Quasars / orange-spectroscopy

Other
53 stars 59 forks source link

Multifile reader should always handle plain text data column-wise #522

Open matheger opened 3 years ago

matheger commented 3 years ago

The Multifile reader behaves differently for plain-text files of different file extensions. For example, .dat files are read assuming that different spectra are stored column-wise; whereas .csv files are read row-wise. This behaviour should be made the same for any plain-text input file regardless of its extension.

I think it would also make sense to make two design changes for this widget. First, put it as the very first one in the "Spectroscopy" widget gallery so that it stands out to new users as the starting point for spectroscopic analyses. And second, rename it to just "File" reader; "Multifile" suggests a bit of a special purpose -- I initially dismissed it since I only needed to import a single file.

Original post: "Spectral data in rows or columns?"

Not sure if this is an issue, or a design feature that I just don't understand.

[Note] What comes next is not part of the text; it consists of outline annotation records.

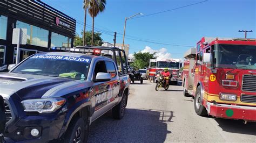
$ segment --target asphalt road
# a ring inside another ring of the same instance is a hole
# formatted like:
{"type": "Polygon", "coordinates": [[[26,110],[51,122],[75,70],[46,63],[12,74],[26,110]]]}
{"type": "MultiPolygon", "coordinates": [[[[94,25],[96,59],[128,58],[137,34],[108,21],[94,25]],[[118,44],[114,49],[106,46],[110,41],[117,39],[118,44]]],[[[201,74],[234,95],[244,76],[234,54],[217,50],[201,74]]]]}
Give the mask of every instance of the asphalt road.
{"type": "Polygon", "coordinates": [[[155,91],[154,83],[131,85],[126,115],[116,120],[109,112],[93,122],[89,142],[256,142],[256,123],[202,117],[181,86],[155,91]]]}

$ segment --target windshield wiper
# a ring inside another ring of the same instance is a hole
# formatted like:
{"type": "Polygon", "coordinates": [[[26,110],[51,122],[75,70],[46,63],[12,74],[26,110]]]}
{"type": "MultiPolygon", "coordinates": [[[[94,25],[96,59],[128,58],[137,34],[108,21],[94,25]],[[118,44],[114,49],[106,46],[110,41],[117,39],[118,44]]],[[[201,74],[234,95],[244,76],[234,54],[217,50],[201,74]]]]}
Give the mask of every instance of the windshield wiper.
{"type": "Polygon", "coordinates": [[[232,72],[233,70],[234,70],[236,69],[240,69],[240,68],[244,68],[244,67],[246,67],[251,66],[252,66],[252,65],[245,65],[245,66],[241,66],[241,67],[236,67],[234,69],[232,69],[230,70],[227,71],[227,73],[230,73],[230,72],[232,72]]]}

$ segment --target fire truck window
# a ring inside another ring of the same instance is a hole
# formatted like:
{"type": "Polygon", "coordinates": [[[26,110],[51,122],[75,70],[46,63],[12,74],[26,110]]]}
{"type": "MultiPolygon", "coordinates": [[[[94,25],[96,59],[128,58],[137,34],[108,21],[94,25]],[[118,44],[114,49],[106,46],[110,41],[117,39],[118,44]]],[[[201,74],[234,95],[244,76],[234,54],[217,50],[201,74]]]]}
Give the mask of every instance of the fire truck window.
{"type": "Polygon", "coordinates": [[[156,65],[157,65],[157,62],[150,62],[150,67],[151,68],[156,68],[156,65]]]}
{"type": "Polygon", "coordinates": [[[199,65],[203,65],[203,52],[201,51],[199,54],[199,65]]]}

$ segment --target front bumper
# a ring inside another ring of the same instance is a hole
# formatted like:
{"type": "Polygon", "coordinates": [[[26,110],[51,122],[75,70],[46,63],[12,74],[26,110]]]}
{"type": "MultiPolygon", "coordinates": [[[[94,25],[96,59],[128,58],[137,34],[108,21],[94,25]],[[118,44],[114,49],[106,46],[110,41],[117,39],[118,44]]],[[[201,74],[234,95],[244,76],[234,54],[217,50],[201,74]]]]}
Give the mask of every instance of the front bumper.
{"type": "Polygon", "coordinates": [[[7,142],[45,142],[56,141],[62,128],[64,115],[28,116],[19,120],[15,125],[17,128],[12,132],[6,132],[4,140],[7,142]],[[31,130],[39,131],[37,137],[31,135],[31,130]]]}
{"type": "Polygon", "coordinates": [[[220,118],[256,121],[256,107],[207,103],[210,115],[220,118]]]}

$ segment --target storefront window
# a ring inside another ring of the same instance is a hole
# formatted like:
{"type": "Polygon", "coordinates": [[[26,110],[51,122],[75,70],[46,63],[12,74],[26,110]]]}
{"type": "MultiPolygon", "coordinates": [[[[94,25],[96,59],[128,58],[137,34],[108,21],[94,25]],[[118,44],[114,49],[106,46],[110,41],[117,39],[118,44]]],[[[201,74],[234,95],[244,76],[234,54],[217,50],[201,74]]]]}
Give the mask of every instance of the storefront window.
{"type": "Polygon", "coordinates": [[[49,31],[19,21],[17,21],[16,28],[27,29],[27,44],[48,47],[49,31]]]}
{"type": "Polygon", "coordinates": [[[6,40],[7,31],[7,17],[0,15],[0,39],[6,40]]]}
{"type": "Polygon", "coordinates": [[[70,47],[71,39],[69,37],[52,32],[51,47],[70,47]]]}
{"type": "Polygon", "coordinates": [[[0,46],[0,66],[4,64],[4,56],[5,55],[5,46],[0,46]]]}

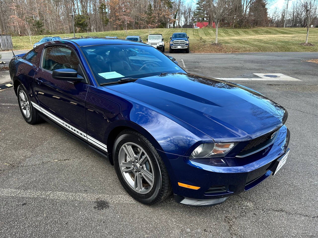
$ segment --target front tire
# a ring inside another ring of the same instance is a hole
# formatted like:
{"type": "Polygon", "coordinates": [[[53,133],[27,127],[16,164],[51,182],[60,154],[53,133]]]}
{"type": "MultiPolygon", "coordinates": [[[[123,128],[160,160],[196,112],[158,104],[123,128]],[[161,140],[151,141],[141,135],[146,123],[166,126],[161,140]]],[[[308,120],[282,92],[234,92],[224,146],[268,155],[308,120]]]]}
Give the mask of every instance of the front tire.
{"type": "Polygon", "coordinates": [[[25,121],[32,125],[41,122],[42,119],[31,103],[29,94],[24,87],[19,85],[17,93],[19,107],[25,121]]]}
{"type": "Polygon", "coordinates": [[[117,136],[113,151],[116,174],[131,196],[151,204],[170,195],[171,184],[167,168],[145,137],[135,131],[125,130],[117,136]]]}

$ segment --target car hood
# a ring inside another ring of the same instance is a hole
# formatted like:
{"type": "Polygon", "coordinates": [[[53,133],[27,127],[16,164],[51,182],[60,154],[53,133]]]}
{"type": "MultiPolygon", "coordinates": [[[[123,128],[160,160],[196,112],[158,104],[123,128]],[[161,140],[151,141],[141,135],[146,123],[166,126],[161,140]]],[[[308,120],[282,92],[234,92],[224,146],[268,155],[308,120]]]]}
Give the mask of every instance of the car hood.
{"type": "Polygon", "coordinates": [[[279,128],[287,113],[243,86],[183,73],[139,79],[107,87],[163,111],[216,142],[246,141],[279,128]]]}

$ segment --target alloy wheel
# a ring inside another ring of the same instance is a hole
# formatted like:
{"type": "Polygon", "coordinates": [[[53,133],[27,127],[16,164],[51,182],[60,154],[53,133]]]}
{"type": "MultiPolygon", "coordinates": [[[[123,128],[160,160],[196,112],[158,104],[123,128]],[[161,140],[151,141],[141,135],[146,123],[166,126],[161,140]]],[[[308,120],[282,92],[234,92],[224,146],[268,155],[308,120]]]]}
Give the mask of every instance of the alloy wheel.
{"type": "Polygon", "coordinates": [[[31,108],[26,94],[23,90],[20,90],[19,93],[19,102],[23,114],[26,118],[30,118],[31,108]]]}
{"type": "Polygon", "coordinates": [[[153,166],[141,147],[132,142],[125,143],[119,149],[118,162],[123,177],[131,188],[141,194],[151,190],[155,181],[153,166]]]}

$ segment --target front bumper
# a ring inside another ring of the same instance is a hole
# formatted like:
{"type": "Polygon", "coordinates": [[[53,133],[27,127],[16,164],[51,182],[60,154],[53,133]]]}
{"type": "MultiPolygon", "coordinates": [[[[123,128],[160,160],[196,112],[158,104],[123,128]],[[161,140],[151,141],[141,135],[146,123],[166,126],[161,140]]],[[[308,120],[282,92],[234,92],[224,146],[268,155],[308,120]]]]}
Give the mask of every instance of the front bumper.
{"type": "Polygon", "coordinates": [[[189,48],[189,45],[170,45],[170,48],[172,49],[175,50],[187,49],[189,48]]]}
{"type": "MultiPolygon", "coordinates": [[[[273,143],[258,152],[260,158],[241,166],[212,166],[165,153],[169,161],[167,167],[176,201],[188,205],[214,205],[256,186],[271,175],[276,161],[288,150],[287,131],[286,126],[282,127],[273,143]],[[200,188],[181,187],[178,182],[200,188]]],[[[244,158],[238,158],[241,159],[244,158]]]]}

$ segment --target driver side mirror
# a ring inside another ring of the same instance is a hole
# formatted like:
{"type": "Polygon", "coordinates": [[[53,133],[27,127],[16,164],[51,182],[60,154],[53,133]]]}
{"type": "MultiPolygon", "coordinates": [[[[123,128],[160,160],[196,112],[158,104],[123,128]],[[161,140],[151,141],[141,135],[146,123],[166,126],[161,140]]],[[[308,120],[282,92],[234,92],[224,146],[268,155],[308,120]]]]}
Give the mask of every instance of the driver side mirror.
{"type": "Polygon", "coordinates": [[[66,81],[82,81],[83,78],[77,74],[77,71],[73,69],[59,69],[53,70],[53,78],[66,81]]]}

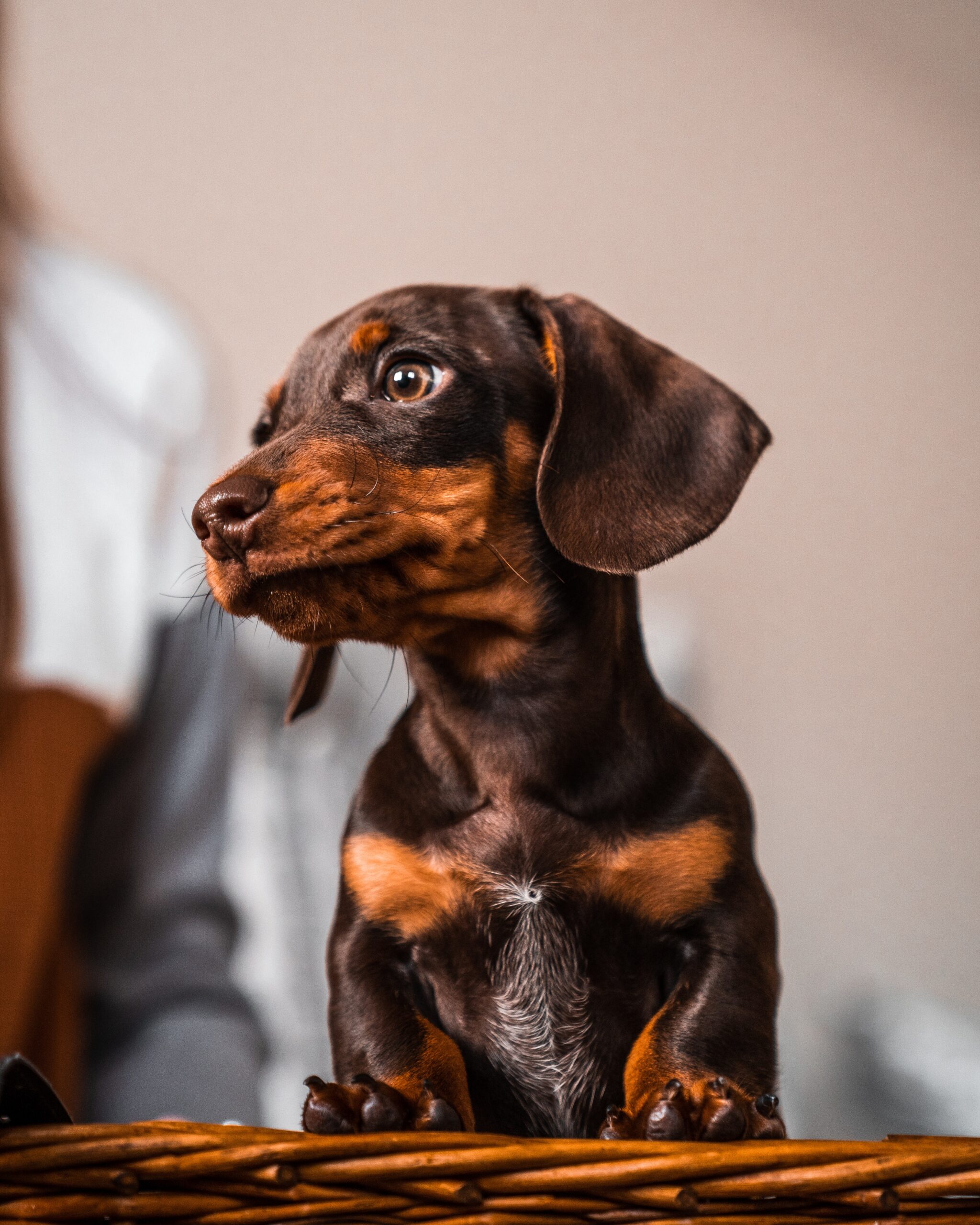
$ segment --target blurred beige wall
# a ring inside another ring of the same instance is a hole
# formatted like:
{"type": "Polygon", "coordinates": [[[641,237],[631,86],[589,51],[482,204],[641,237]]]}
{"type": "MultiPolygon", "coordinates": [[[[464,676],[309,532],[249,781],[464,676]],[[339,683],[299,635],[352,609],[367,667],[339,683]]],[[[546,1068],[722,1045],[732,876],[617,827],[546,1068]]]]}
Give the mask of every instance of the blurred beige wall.
{"type": "Polygon", "coordinates": [[[773,428],[691,609],[755,795],[797,1126],[884,980],[980,1012],[973,0],[18,0],[62,234],[184,304],[227,453],[300,337],[418,279],[576,290],[773,428]]]}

But when I load a csv file with different spectra in columns, I have to transpose the file before the spectroscopy widgets understands them correctly - i.e., the data points for each spectrum have to be along the rows, not the columns of the data table. Is that by design, or am I messing something up?

borondics commented 3 years ago

Hi @matheger, thanks for the comment.

As you say, this is not really an issue but important to answer! In Quasar/Orange Data Tables we have the experiments (spectra) stored as rows, which conforms to the machine learning world. The feature names are the energies your spectra is taken at (wavenumbers for IR for example).

If your data is stored the opposite way in the csv file you can still read it in but you would need to add a "Transpose" widget to turn it the "right" way. Also verify that the energies are transformed properly into feature names.

Alternatively, you could rename your file from csv to one of the spectroscopy file extensions (dat, dpt or xy) where the file structure is similar to yours as far as I understand and the transformation into a Data Table is taken care of automatically.

Let me know if this helps or send along an example file and I can make you a workflow that handles it.

matheger commented 3 years ago

Thanks! That confirms a bit of a suspicion that I started to have. Using the "Transpose" widget is what I've been doing so far, but to be honest, it feels a little awkward if I have to include it every time. You mentioned renaming the file - indeed, as a dat file my data is handled correctly. However, I'd much rather leave it as csv for convenience and wider integration purposes in our lab setting.

I'd suggest to change the behaviour of the Multifile reader so that any plain-text input file is read "column-wise". I think it's safe to say that this would be expected behaviour for any such file from a spectroscopist's point of view. I'll adjust my original post to reflect this.

markotoplak commented 3 years ago

@matheger, thanks.

We were thinking of auto-detection of orientations some time ago, about sometimes it is hard to say whether the input is column-wise or row-wise (both could be valid). Also, sometimes other have csv files oriented row-wise, especially previous Quasar users. :)

Could you show us which kind of files are you dealing with? Perhaps paste a few lines?

What I see we could immediately do to improve your experience is:

  1. Allow reading of csv files with the spectra ASCII reader that currently reads dat. The users will need to manually select that file reader from a dropdown. That would make it possible to read column-wise csv files without renaming.
  2. Document different options of reading Spectral ASCII files.

The dropdown I mentioned the one on the bottom here: image

What do you think? Would that work for you?

And then, perhaps, if we could do it reliably: if a specific file format was not chosen, we could try to autodetection. We were trying to do this some time ago but we did not find a good solution though.

matheger commented 3 years ago

Hi Marko! My files are just boring old mass spectra with the x data in the first column and a series of y data columns after that. I'll attach a sample here.

Your first suggestion would work fine in my case. Documentation would probably also help.

How about a setting in the Multifile widget where the user can choose whether to read their files column- or row-wise?